А был ли в Анже Вийон? Действительно ли «Малое завещание» – грезы разочарованного в Париже и парижанках влюбленного юноши? Или так развлекался вор, вынужденный бежать и попытавшийся облечь свое бегство в поэтическую форму в стиле «Бегства», предписываемого канонами куртуазной любви? А «опасности», которым он подвергался, что это: желание умереть из-за «жестокой» или боязнь виселицы? Ни Вийон, ни Табари не придумали путешествия в Анже. Никто не посвящал нас в различные мотивы, толкавшие мэтра Франсуа к дому его дяди, анжевенского священника: забыть? забыться самому? пополнить свою мошну? Можно полагать, что все вместе.
Поэт узнал о признаниях, сделанных Табари. Он представил себе, как его приговаривают к пытке и к веревке, и не стал упрекать своего друга. Кто поступил бы лучше под пыткой? Но какого черта Табари так разболтался и все преувеличил?

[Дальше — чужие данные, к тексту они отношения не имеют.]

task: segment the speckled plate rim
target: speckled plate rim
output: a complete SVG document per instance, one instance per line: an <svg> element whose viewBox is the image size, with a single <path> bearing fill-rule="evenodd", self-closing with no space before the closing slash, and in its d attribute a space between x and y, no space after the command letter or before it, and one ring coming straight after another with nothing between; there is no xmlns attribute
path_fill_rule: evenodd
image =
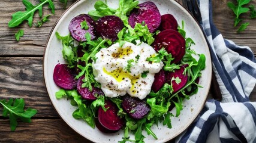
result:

Позже он ответит за это: Вийон изъязвит его в «Завещании», где очень точно определит свой дар мэтру Гийому де Вийону. Франсуа завещает своему покровителю… книги, которых у Табари, этого вечного должника, вероятно, нет.
Вот книги, все, что есть, бери,
Возьми роман мой «Тумбу Черта»,
Который мэтр Ги Табари
Переписал рукой нетвердой.
В нем я рассказываю гордо,
Без нежных рифм и плавных строф,
О том, как страже били морды
Ватаги буйных школяров [157] .
Хотел ли Вийон отомстить Табари этими стихами, над которыми еще долго будут ломать голову толкователи? Такого «романа», конечно, никогда не существовало. Вийон не считает Табари достойным такого «наследства» или недвусмысленного упрека. Но он играет на слове «переписал» и вкладывает в это понятие иронию, бичующую человека, который предал своих товарищей. В отношении Вийона к измене есть место состраданию. В глубине души Вийон отдает себе отчет в своей удачливости: в июле 1458 года лучше было находиться в Анже – или другом месте, – чем в Париже.